What is the difference between you and a delegate? Nothing. Just come to your Neighborhood Caucus and get elected or elect someone who shares your principles. In the end, do you trust the people who are paid lobbyists for every major organization in the state (those you agree with as well as those you don't) to vett candidates and hold them accountable? Or do you trust, Joe, your neighbor? Do we really want a Mr. Smith to go to Washington, or do we want the guy who paid his dues by working for the organized special interests of this state? Should those making our laws establish common standards of right and wrong which apply to all, or should they grease the palms of those who put them in office? In the latter case, “Freedom itself ceases to be a right and becomes a gift, or the fruit of a corrupt bargain, because in such degraded regimes, those who are close to and connected with the ruling class have special privileges.” (Charles Kesler, Claremont Review of Books)

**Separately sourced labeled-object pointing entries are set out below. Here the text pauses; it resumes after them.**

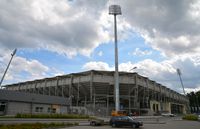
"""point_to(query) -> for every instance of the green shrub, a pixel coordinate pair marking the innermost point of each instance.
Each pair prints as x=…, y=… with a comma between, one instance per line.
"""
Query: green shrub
x=59, y=116
x=36, y=125
x=190, y=117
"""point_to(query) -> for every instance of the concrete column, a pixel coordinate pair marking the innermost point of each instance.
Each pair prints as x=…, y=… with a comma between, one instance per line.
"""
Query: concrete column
x=91, y=85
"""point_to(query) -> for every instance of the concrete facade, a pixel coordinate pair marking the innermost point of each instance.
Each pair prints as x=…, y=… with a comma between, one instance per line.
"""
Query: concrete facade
x=94, y=90
x=13, y=102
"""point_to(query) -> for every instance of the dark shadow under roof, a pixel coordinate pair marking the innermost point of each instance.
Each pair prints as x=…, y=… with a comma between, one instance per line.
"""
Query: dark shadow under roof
x=7, y=95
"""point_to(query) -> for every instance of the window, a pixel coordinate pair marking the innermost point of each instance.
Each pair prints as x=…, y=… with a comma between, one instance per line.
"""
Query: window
x=49, y=110
x=2, y=106
x=38, y=109
x=54, y=110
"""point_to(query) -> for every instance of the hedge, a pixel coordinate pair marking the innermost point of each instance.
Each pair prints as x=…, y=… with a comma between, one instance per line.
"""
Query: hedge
x=190, y=117
x=58, y=116
x=36, y=125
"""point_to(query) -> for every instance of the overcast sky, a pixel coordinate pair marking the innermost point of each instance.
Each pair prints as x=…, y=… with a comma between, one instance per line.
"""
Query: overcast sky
x=56, y=37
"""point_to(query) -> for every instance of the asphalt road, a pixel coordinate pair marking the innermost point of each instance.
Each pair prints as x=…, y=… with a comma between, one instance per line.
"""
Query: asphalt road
x=174, y=124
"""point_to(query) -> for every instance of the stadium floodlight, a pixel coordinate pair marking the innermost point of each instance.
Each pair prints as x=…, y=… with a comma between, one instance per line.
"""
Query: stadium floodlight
x=12, y=55
x=116, y=10
x=179, y=74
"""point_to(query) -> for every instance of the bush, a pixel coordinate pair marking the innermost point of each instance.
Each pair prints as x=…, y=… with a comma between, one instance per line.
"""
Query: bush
x=36, y=125
x=56, y=116
x=190, y=117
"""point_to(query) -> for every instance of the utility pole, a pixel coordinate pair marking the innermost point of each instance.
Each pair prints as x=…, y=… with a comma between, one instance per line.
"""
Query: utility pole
x=179, y=74
x=12, y=55
x=116, y=10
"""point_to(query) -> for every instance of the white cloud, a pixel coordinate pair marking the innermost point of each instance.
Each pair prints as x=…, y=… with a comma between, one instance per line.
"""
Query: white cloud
x=100, y=53
x=139, y=52
x=96, y=66
x=171, y=27
x=68, y=28
x=163, y=72
x=22, y=69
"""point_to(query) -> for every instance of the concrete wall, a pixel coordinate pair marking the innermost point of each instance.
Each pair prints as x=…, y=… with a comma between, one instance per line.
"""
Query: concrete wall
x=21, y=107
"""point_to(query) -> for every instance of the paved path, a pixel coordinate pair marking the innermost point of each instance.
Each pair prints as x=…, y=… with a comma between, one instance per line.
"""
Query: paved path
x=177, y=124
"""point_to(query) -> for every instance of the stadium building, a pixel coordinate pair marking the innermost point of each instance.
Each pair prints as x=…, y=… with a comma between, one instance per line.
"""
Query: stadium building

The Utah PTA supports Count My Vote because the Utah PTA will be able to get close to the ruling class and have special privileges. They believe the organization of the Utah PTA will make better decisions in selecting legislators than you will. We think of the PTA as parents and teachers working locally, in the classroom. However, Count My Vote will transform the Utah PTA into a much larger statewide, political player, along with every other organized special interest group that is willing to pay. And that greater influence will come at the expense of your neighborhood vote. If you believe those in special interest organizations will select better candidates than you and your neighbors, then you should support them, recognizing you support a government of the elite and well-connected. But, if you want your voice to really count, and your elected representatives to truly be accountable to you, you need to reject this petition. The Neighborhood Elections are your chance to maintain a 'government of the people, by the people, and for the people.' Don't let the Utah PTA Buy Your Vote!